Measurements of silicate
The method is based on the silicate reacts with molybdate to form a silikomolybdat (yellow dye) in an acidic environment (pH = 1.5-2). Oxalic acid is added to the silikomolybdat which then is reduced with ascorbic acid. The result is a blue compound which is measured spectrophotometrically at 810 nm on a modified Alpkem Flow Solution IV autoanalyser or a modified Scalar autoanalyzer (Grashoff 1965). The detection limit for silicate is 0.7 microM (Scalar) and 0.4 microM (Alpkem) and is significant to the first decimal place.
Chlorophyll
Chlorophyll samples were collected on 25-mm GF/F filters (Whatman), extracted in 100% methanol for 12 h at 5°C on board the ship and measured fluorometrically with an Trilogy Turner Fluorometer (Turner Design, Inc.). Phaeopigments were measured by fluorescence after acidification with 5% HCl. Calibration of the fluorometer was carried out following the JGOFS protocol 35 (Knap et al., 1996).
Data structure:
The data follows Darwin Core nomenclature as far as possible but also includes variables that aren’t supported by Darwin Core. The data includes event parameters and result parameters.
Event parameters:
- expedition: cruise number for R/V Kronprins Haakon
- eventDate: the date-time when an event occurred, using ISO 8601-1:2019 format (2020-07-27T07:16:03.446Z).
- locationID: station name
- decimalLongitude: geographic latitude (in decimal degrees, using the spatial reference system given in geodetic datum)
- decimalLatitude: geographic longitude (in decimal degrees, using the spatial reference system given in geodeticDatum)
- bottomDepthInMeters: bottom depth in meters
- fieldNumber: human-readable sample ID (e.g. ZNUT-001)eventRemarks: comments or remarks about the event (free text field)

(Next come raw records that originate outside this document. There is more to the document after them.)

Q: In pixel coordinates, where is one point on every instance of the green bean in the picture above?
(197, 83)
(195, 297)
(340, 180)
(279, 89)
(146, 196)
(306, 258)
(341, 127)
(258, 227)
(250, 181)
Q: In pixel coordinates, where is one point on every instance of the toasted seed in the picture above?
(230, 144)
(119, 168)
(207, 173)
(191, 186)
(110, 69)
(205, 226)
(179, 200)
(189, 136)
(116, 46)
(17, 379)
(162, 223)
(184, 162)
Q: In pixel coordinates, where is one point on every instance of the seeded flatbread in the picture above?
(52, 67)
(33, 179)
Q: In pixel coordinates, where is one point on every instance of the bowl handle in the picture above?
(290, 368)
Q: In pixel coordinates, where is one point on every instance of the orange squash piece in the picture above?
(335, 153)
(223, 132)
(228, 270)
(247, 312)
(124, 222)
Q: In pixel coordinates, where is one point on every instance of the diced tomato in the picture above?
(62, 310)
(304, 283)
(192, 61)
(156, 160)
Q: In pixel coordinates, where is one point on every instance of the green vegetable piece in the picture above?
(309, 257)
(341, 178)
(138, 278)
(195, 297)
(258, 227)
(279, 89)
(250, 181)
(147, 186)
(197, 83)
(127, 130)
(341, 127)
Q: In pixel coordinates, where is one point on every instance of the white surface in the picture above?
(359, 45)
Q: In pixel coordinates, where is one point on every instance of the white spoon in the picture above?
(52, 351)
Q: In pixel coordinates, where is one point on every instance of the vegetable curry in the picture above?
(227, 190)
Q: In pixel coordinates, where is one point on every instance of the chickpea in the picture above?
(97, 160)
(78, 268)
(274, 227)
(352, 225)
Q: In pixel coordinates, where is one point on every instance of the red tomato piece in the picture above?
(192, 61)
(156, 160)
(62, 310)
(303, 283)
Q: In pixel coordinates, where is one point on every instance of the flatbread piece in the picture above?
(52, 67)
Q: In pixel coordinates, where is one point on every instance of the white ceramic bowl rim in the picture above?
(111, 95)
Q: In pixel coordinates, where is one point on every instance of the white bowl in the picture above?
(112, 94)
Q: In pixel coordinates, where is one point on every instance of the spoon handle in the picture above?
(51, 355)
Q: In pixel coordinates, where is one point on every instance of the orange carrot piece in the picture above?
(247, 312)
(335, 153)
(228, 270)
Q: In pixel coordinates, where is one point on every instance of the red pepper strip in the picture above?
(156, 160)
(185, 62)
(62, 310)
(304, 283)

- gearType: the gear used to take the sample e.g. MultiNet 200 µm
- samplingDepthInMeters: bottom depth of the sampled layer
Result parameters:
- PO4 [mmol/m3]: Concentration of phosphate as mmol per m3
- NO2 [mmol/m3]: Concentration of nitrite as mmol per m3
- NO3 [mmol/m3]: Concentration of nitrate as mmol per m3
- Si [mmol/m3]: Concentration of silicate as mmol per m3
- NH4 [mmol/m3]: Concentration of ammonium as mmol per m3
- BSi [µg/L]: Concentration of biogenic silica as µg per litre
- chlorophyll a [mg/m3]: Concentration of chlorophyll a as mmol per m3
- phaeophytin [mg/m3]: Concentration of phaeophytinas mmol per m3
- PON [µg/L]: Concentration of particulate organic nitrogen in µg per litre
- POC [µg/L]: : Concentration of particulate organic carbon in µg per litre
- PON [µmol/L]: Concentration of particulate organic nitrogen as µ mol per litre
- POC [µmol/L]: Concentration of particulate organic carbon as µ mol per litre
References
- Bendschneider, K. & Robinson, R.I. (1952), A new Spectrophotometric method for the determination of nitrite in Seawater. J. Mar. Res. 2: 87-96.

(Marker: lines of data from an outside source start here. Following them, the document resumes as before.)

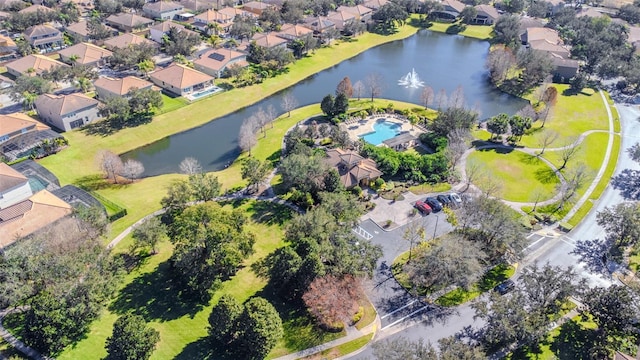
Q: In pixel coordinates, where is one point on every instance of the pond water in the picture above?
(441, 61)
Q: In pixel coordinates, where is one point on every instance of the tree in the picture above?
(148, 234)
(132, 169)
(247, 136)
(223, 320)
(204, 187)
(190, 166)
(569, 151)
(110, 164)
(254, 171)
(427, 96)
(345, 87)
(547, 138)
(210, 244)
(498, 125)
(468, 14)
(451, 260)
(261, 328)
(507, 30)
(131, 339)
(374, 83)
(332, 300)
(288, 103)
(358, 89)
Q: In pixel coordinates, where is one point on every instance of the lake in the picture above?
(441, 61)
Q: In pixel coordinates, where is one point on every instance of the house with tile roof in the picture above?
(181, 80)
(67, 112)
(85, 54)
(163, 10)
(215, 61)
(354, 170)
(292, 32)
(158, 31)
(45, 38)
(32, 65)
(14, 187)
(27, 217)
(128, 22)
(127, 39)
(107, 87)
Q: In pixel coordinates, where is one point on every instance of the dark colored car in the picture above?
(423, 207)
(444, 200)
(505, 287)
(433, 203)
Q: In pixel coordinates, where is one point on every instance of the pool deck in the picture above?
(356, 127)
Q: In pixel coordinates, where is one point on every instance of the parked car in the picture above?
(444, 200)
(422, 207)
(455, 199)
(505, 287)
(433, 203)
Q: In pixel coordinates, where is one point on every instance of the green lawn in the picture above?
(492, 278)
(182, 326)
(572, 116)
(519, 174)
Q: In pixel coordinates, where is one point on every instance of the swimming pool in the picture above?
(382, 130)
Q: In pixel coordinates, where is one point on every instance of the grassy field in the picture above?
(182, 326)
(490, 280)
(572, 116)
(519, 173)
(481, 32)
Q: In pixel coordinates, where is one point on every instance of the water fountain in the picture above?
(411, 80)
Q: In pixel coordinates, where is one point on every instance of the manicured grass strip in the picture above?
(481, 32)
(341, 350)
(425, 188)
(520, 174)
(492, 278)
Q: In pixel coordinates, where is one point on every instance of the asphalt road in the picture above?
(403, 316)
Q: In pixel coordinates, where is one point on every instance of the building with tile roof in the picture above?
(67, 112)
(32, 65)
(86, 54)
(215, 61)
(121, 87)
(181, 80)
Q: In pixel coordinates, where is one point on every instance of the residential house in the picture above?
(28, 216)
(375, 4)
(128, 22)
(163, 10)
(80, 32)
(67, 112)
(85, 54)
(486, 15)
(32, 65)
(257, 7)
(201, 21)
(341, 18)
(361, 12)
(319, 24)
(121, 87)
(292, 32)
(8, 47)
(14, 187)
(354, 170)
(158, 31)
(125, 40)
(215, 61)
(20, 134)
(269, 40)
(451, 9)
(181, 80)
(45, 38)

- Grasshoff, K. (1965), On the Automatic Determination of Phosphate, Silicate and Fluoride in Seawater. ICES Hydrographic Committee Report No. 129.
- Knap, A., Michaels, A., Close, A., Ducklow, H. & Dickson A. (1996), Measurement of Chlorophyll a and Phaeopigments by fluorometric analysis. JGOFS report 19: 118-122.
- RFA Methodology, Nitrate+nitrite Nitrogen, A303-S170 Revision 6-89. ALPKEM, a division of OI Analytical, College Station, Texas
- Solorzano, L. (1969), Determination of ammonia in natural waters by the phenolhypochlorite method. Limnol Oceanogr. 14:799.